Steps to reproduce -

Create a test

// test.js
var test = require('selenium-webdriver/testing');
test.it('Pending test should be written');

Run the test via CLI

mocha test.js

The wrapped function will be called with one argument, a string, "Pending test should be written". It will then call this function:

// selenium-webdriver/testing/index.js
function makeAsyncTestFn(fn) {
  var async = fn.length > 0; // if test function expects a callback, its "async"

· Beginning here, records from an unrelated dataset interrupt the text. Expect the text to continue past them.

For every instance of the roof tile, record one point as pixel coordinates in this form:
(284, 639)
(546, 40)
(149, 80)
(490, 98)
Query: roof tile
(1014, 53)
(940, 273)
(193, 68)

  var ret = /** @type {function(this: mocha.Context)}*/ (function(done) {
    var runnable = this.runnable();
    var mochaCallback = runnable.callback;
    runnable.callback = function() {
      flow.reset();
      return mochaCallback.apply(this, arguments);
    };

    var testFn = fn.bind(this);
    flow.execute(function controlFlowExecute() {
      return new promise.Promise(function(fulfill, reject) {
        if (async) {
          // If testFn is async (it expects a done callback), resolve the promise of this
          // test whenever that callback says to.  Any promises returned from testFn are
          // ignored.
          testFn(function testFnDoneCallback(err) {
            if (err) {
              reject(err);
            } else {
              fulfill();
            }
          });
        } else {
          // Without a callback, testFn can return a promise, or it will
          // be assumed to have completed synchronously
          fulfill(testFn());
        }
      }, flow);
    }, runnable.fullTitle()).then(seal(done), done);
  });

  ret.toString = function() {
    return fn.toString();
  };

  return ret;
}

The return will be an object, ret with a runnable property that, if called, will fail due to var testFn = fn.bind(this). You cannot call .bind() on a string. There is no obvious error, however, because this all gets wrapped in a promise.